I was still thinking about giving the money to him when all this happened. And now it’s too late. Looks like I’ll be spending my emergency fund on Ronna. All that and then some. What kind of trouble had Jimmy Ray been in and who did this awful thing? I’d better get Ronna back in here and set her on it because I do believe the sheriff believes he has done caught his criminal.
Just then, Shirlanne, Sheriff Bigg’s wife comes in the jail’s front door and starts screaming at the sheriff.
“Why didn’t you tell me? What happened? Where is he?” her words run altogether like a broken yolk on a plate of grits.
The Sheriff turns the color of ketchup when he replies, “Shut your damn mouth, woman. Quiet down.”
I can see all this through the bars because the jail cell in our pea-pickin’ town is only about 6feet from the front door of the Sheriff’s office. This place also serves as the coroner’s office and the place where you get fingerprints for anything official, like your driver’s license. A one-stop-shop. If I wasn’t so freaked out, it might be a fun place to hang out for the local gossip.

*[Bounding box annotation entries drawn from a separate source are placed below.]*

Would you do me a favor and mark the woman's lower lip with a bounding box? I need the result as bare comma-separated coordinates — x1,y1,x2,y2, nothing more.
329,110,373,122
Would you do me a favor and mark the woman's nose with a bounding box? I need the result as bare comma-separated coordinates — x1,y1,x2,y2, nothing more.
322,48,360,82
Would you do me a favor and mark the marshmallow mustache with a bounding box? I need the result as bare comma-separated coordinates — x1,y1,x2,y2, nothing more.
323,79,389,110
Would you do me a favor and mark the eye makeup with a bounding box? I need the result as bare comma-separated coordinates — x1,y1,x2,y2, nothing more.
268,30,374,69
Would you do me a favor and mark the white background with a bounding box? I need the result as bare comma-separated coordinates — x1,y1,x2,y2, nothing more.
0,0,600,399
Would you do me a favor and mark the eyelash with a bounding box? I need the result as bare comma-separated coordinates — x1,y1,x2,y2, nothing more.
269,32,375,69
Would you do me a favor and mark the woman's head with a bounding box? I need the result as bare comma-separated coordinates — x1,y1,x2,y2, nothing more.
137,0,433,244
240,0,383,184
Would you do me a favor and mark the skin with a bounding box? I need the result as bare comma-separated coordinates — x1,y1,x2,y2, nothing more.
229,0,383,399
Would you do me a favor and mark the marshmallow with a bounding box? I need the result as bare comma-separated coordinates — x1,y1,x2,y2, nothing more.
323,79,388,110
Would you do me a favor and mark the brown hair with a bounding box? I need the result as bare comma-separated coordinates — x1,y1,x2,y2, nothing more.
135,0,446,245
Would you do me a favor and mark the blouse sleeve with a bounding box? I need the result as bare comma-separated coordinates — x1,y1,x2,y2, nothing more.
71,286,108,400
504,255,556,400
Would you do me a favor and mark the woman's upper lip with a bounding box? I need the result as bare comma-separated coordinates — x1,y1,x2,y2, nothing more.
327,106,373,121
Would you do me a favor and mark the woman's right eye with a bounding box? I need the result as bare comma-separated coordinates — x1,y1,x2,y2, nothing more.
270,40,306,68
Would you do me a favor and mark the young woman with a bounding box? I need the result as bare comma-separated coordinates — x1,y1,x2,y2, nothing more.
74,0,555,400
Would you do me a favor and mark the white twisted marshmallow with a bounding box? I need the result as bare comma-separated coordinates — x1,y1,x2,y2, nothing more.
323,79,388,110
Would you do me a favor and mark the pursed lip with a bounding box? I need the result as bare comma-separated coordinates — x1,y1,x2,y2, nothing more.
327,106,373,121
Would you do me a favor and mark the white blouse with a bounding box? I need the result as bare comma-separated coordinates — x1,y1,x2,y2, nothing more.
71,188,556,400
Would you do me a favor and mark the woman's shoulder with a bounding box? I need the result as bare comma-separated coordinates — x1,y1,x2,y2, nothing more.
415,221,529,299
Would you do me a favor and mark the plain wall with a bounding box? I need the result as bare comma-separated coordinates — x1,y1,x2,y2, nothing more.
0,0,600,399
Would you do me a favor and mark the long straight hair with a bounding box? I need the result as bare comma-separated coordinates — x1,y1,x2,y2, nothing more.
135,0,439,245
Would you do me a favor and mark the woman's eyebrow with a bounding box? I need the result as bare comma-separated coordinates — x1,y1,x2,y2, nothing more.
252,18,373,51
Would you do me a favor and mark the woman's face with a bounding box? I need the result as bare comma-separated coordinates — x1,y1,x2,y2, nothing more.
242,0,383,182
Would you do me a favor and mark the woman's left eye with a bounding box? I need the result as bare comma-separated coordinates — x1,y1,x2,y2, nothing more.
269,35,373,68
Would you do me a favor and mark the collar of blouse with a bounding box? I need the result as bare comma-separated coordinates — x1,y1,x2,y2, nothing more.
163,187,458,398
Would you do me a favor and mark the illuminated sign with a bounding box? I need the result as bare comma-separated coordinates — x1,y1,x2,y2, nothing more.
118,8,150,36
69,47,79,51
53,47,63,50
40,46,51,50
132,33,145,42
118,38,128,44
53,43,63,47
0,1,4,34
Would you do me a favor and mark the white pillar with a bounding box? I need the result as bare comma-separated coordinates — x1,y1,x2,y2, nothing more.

Shirlanne leans into Ben Biggs like she is going to be comforted but changes her mind at the last second and starts swinging at him. “You did this! I know you did! You and your little ‘friend’, Honey, I’ll bet.”
Ben puts his big mitt on Shirlanne’s mouth and escorts her roughly out the door. I hear her muffled cries through the door for a minute, then it is very, very quiet, inside and out.